Akademisi yang amat produktif menulis itu adalah sosok teramat penting di balik transformasi IAIN menjadi UIN yang hingga kini terus tumbuh dan berkembang di banyak daerah di Indonesia.
Pada masa ia menjadi Rektor UIN Jakarta, jurnal ilmiah tingkat fakultas dan tingkat jurusan jadi semacam jamur di musim hujan.
Saat memimpin pascasarjana, terjadi pergeseran paradigma berpikir yang signifikan dari semula paradigma normatif-teologis gaya Harun Nasution ke paradigma sosio-historis khas gayanya. Kajian-kajian yang di zaman Harun berbau dunia Islam pada umumnya dan dunia Arab pada khususnya, pada masa Azra diarahkan pada kajian-kajian Islam Nusantara atau kajian Islam Asia Tenggara.

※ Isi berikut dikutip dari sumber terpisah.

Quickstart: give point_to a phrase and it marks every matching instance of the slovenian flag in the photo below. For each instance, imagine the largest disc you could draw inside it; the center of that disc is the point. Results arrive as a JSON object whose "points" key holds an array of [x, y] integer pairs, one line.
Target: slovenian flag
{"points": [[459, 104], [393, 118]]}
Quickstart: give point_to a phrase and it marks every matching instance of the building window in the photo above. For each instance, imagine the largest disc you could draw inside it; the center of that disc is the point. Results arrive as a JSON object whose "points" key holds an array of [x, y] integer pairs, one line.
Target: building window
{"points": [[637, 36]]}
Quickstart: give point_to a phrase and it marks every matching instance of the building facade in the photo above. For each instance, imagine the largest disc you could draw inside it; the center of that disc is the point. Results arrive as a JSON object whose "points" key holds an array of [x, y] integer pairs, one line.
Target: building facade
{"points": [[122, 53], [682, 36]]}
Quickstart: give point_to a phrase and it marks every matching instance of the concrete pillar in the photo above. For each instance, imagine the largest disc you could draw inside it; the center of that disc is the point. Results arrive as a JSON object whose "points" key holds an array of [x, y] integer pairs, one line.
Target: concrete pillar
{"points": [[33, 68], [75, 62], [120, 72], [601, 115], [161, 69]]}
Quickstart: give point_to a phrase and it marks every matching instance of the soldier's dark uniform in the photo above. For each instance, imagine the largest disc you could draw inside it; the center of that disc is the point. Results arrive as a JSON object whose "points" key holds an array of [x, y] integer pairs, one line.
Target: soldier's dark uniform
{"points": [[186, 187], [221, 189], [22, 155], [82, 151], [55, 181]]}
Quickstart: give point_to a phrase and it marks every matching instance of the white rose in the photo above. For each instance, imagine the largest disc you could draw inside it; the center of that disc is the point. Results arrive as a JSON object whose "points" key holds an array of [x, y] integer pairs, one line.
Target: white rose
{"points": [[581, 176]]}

Banyak pertanyaan tentangnya diajukan, mengapa selama hayatnya tak berkarir di birokrasi, atau tak menduduki jabatan penting di organisasi sosial politik dan ormas keagamaan? Ia memang teruji tak tergoda ke dalam aktivitas politik praktis. Namun justru di situlah konsistensinya sebagai ilmuwan tulen. Ia akademisi sejati, pengembara yang soliter.
Meski demikian, ia sama sekali bukan sosok yang apolitis. Keahliannya sebagai seorang sejarawan Islam tidak menghentikannya terlibat dalam wacana kontemporer, khususnya demokrasi, politik, hukum, dan sosial keagamaan. Sampai dengan Allah memanggilnya pulang, ia tetap menjaga jarak dengan kekuasaan, terus menjadi intelektual terkemuka yang paling vokal dalam menyuarakan aspirasi publik.

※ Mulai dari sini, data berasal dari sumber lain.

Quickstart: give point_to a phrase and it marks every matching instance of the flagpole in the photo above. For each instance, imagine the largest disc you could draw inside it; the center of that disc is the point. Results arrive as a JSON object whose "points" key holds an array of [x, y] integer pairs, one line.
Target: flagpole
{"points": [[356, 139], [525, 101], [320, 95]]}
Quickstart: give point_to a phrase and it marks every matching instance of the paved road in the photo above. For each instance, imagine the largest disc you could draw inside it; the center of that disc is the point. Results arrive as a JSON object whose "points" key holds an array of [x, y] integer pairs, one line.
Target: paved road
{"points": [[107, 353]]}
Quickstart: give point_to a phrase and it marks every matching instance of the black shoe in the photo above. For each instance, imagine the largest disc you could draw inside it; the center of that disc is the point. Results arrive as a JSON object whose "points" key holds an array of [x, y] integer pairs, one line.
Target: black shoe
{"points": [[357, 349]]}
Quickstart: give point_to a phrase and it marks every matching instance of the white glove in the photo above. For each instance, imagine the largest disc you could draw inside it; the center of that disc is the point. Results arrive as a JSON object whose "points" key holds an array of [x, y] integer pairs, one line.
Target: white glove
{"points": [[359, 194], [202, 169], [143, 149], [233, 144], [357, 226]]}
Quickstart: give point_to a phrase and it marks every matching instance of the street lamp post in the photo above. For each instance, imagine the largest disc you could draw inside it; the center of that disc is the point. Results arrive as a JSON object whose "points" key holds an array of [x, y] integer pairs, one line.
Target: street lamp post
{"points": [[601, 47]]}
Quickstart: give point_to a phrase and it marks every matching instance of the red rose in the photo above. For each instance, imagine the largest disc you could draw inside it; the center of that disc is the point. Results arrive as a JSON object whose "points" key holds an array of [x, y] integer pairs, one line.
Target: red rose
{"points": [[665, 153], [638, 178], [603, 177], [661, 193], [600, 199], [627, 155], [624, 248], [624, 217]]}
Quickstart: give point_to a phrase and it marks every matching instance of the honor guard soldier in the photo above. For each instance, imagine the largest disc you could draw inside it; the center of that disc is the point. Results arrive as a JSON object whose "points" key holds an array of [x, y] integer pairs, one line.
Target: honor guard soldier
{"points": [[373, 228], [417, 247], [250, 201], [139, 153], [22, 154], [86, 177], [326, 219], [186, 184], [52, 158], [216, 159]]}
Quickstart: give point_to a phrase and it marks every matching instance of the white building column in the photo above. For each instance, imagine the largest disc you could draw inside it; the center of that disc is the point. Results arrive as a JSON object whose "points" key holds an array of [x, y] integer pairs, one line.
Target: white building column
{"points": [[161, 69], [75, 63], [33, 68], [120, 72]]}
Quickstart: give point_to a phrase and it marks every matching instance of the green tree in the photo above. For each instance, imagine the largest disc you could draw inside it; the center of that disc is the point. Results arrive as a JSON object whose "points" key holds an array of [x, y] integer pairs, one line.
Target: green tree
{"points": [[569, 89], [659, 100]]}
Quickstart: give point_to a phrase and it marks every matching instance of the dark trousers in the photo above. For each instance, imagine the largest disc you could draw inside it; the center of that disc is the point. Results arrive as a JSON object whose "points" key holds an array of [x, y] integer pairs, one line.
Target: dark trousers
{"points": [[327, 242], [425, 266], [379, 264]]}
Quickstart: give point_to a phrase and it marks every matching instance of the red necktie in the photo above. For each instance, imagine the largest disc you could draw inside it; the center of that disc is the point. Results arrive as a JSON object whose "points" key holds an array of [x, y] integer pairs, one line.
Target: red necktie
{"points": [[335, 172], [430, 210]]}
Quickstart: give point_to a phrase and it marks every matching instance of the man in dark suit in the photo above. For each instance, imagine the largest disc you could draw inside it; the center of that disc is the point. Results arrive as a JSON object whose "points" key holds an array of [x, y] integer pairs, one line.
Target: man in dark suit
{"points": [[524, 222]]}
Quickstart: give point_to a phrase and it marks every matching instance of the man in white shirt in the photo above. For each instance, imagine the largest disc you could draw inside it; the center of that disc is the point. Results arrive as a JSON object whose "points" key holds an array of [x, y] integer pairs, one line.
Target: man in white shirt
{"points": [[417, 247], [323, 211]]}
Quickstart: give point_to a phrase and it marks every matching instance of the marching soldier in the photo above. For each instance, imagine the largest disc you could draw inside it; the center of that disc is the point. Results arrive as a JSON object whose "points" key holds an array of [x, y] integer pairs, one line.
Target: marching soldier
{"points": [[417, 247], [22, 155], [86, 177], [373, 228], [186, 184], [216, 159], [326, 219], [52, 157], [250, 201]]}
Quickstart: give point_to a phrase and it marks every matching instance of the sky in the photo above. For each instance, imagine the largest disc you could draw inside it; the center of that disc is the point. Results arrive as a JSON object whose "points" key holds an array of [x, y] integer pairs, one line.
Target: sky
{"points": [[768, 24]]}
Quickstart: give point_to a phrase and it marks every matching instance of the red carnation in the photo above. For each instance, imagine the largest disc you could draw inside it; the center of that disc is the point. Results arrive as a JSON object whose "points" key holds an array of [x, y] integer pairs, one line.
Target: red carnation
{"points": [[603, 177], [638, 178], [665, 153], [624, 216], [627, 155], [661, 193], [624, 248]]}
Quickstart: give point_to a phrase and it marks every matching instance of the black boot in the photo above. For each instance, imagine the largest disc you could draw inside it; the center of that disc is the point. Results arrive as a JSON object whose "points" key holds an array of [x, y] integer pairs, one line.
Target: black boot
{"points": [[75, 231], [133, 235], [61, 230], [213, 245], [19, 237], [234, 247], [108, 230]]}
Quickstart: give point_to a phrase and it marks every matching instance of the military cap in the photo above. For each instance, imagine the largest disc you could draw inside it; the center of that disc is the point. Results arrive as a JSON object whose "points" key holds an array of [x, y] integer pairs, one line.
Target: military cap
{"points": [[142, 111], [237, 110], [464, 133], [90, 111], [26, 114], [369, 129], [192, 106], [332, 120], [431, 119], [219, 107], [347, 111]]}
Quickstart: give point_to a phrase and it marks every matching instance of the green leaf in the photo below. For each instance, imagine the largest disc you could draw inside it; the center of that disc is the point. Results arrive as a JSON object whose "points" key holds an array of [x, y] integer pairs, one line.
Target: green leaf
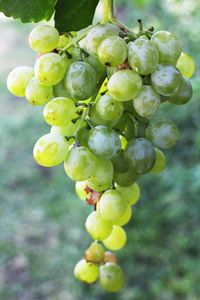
{"points": [[73, 15], [27, 10]]}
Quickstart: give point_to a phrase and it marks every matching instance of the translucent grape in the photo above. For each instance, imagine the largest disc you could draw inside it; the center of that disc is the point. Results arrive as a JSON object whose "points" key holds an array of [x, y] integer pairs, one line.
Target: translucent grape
{"points": [[50, 69], [38, 94], [160, 162], [147, 102], [124, 85], [143, 56], [140, 155], [44, 38], [86, 271], [130, 193], [168, 45], [80, 81], [116, 240], [97, 226], [50, 150], [104, 142], [186, 65], [111, 277], [163, 133], [59, 111], [112, 51], [18, 80], [80, 164], [112, 206]]}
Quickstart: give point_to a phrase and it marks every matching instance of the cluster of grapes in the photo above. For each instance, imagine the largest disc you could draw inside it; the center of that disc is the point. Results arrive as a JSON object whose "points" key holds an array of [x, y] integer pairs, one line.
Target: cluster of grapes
{"points": [[100, 88]]}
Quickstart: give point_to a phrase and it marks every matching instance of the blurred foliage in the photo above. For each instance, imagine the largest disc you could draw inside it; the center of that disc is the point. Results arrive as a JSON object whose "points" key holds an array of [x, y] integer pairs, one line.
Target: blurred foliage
{"points": [[42, 221]]}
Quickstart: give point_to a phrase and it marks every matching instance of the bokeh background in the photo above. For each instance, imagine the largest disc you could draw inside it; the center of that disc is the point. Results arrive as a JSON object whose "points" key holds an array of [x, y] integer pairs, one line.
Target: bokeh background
{"points": [[42, 232]]}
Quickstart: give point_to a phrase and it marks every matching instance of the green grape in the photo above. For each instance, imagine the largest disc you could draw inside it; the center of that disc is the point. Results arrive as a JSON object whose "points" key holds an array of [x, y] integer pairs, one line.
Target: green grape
{"points": [[95, 253], [111, 277], [104, 142], [166, 80], [86, 271], [186, 65], [59, 111], [97, 34], [50, 150], [44, 38], [140, 155], [109, 109], [112, 206], [147, 102], [143, 56], [80, 187], [80, 164], [163, 133], [80, 81], [160, 162], [18, 80], [97, 120], [97, 226], [131, 193], [124, 85], [103, 175], [66, 130], [38, 94], [168, 45], [125, 218], [184, 93], [50, 68], [116, 240], [112, 51], [126, 178]]}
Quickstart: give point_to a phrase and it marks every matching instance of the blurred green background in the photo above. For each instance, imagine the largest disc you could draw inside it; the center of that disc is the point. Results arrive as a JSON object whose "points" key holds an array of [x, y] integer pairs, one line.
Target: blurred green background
{"points": [[42, 232]]}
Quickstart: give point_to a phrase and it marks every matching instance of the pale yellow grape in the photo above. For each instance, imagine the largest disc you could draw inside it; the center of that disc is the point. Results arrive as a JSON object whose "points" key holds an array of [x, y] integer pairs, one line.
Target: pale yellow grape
{"points": [[86, 271], [186, 65], [125, 218], [38, 94], [59, 111], [97, 226], [43, 38], [160, 162], [18, 80], [116, 240], [50, 68], [129, 193], [80, 189], [50, 150], [112, 206]]}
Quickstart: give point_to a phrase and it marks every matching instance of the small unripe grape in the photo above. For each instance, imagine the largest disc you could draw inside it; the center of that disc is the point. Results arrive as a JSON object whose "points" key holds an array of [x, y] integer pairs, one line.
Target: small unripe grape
{"points": [[111, 277], [50, 150], [143, 56], [104, 142], [124, 85], [38, 94], [186, 65], [18, 80], [130, 193], [116, 240], [112, 51], [44, 38], [147, 102], [160, 162], [166, 80], [86, 271], [163, 133], [97, 226], [168, 45], [50, 69]]}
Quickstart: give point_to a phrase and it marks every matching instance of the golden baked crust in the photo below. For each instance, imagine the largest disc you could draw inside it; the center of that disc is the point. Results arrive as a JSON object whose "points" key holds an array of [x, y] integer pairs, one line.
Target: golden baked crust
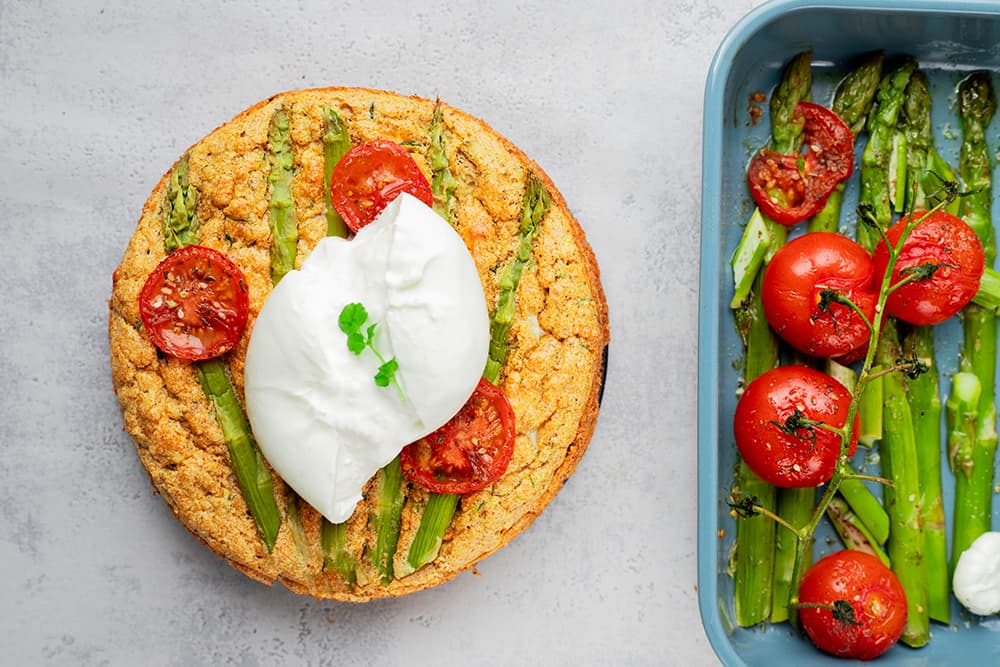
{"points": [[552, 377]]}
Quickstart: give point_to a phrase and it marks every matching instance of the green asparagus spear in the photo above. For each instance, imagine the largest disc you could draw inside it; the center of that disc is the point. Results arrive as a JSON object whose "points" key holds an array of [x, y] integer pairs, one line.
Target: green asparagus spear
{"points": [[881, 126], [925, 406], [441, 507], [443, 184], [902, 498], [251, 473], [898, 445], [796, 507], [434, 520], [386, 518], [755, 539], [962, 408], [180, 214], [534, 207], [336, 142], [336, 553], [937, 173], [795, 86], [866, 507], [915, 118], [754, 573], [852, 101], [180, 228], [924, 391], [852, 530], [974, 487], [284, 227]]}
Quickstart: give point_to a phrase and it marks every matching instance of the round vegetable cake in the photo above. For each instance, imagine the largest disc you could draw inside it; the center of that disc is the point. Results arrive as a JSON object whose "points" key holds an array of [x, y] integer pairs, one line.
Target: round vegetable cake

Tokoh Muhammadiyah itu selalu memelopori, mempromosikan, dan memperjuangkan moderasi berislam di Indonesia dan dunia internasional. Dialah salah satu peletak landasan akademik Islam Nusantara terkemuka.
Rasanya baru kemarin, saat ia mempertanyakan masa depan moderasi beragama pasca RPJMN 2020-2024.
"Akan menjadi sebuah kerugian besar jika moderasi beragama menjadi "yatim piatu" di kemudian hari, dalam pengertian tidak ada lagi yang mengawal, menggawangi, dan memfasilitasi implementasi nilai luhurnya. Gagasan dan gerakan moderasi beragama tidak boleh berhenti pada seorang Lukman Hakim Saifuddin. Harus ada kebijakan dan keberpihakan institusi yang bisa melindungi keberlangsungannya," begitulah yang ia sampaikan dalam Pidato Promotor Pemberian Gelar Doktor Kehormatan (Honoris Causa) kepadaku pada 31 Mei 2022, yang juga termaktub dalam teks naskah tertulis.
Selamat berpulang dengan sepenuh rela dan bahagia, Pak Azyumardi Azra..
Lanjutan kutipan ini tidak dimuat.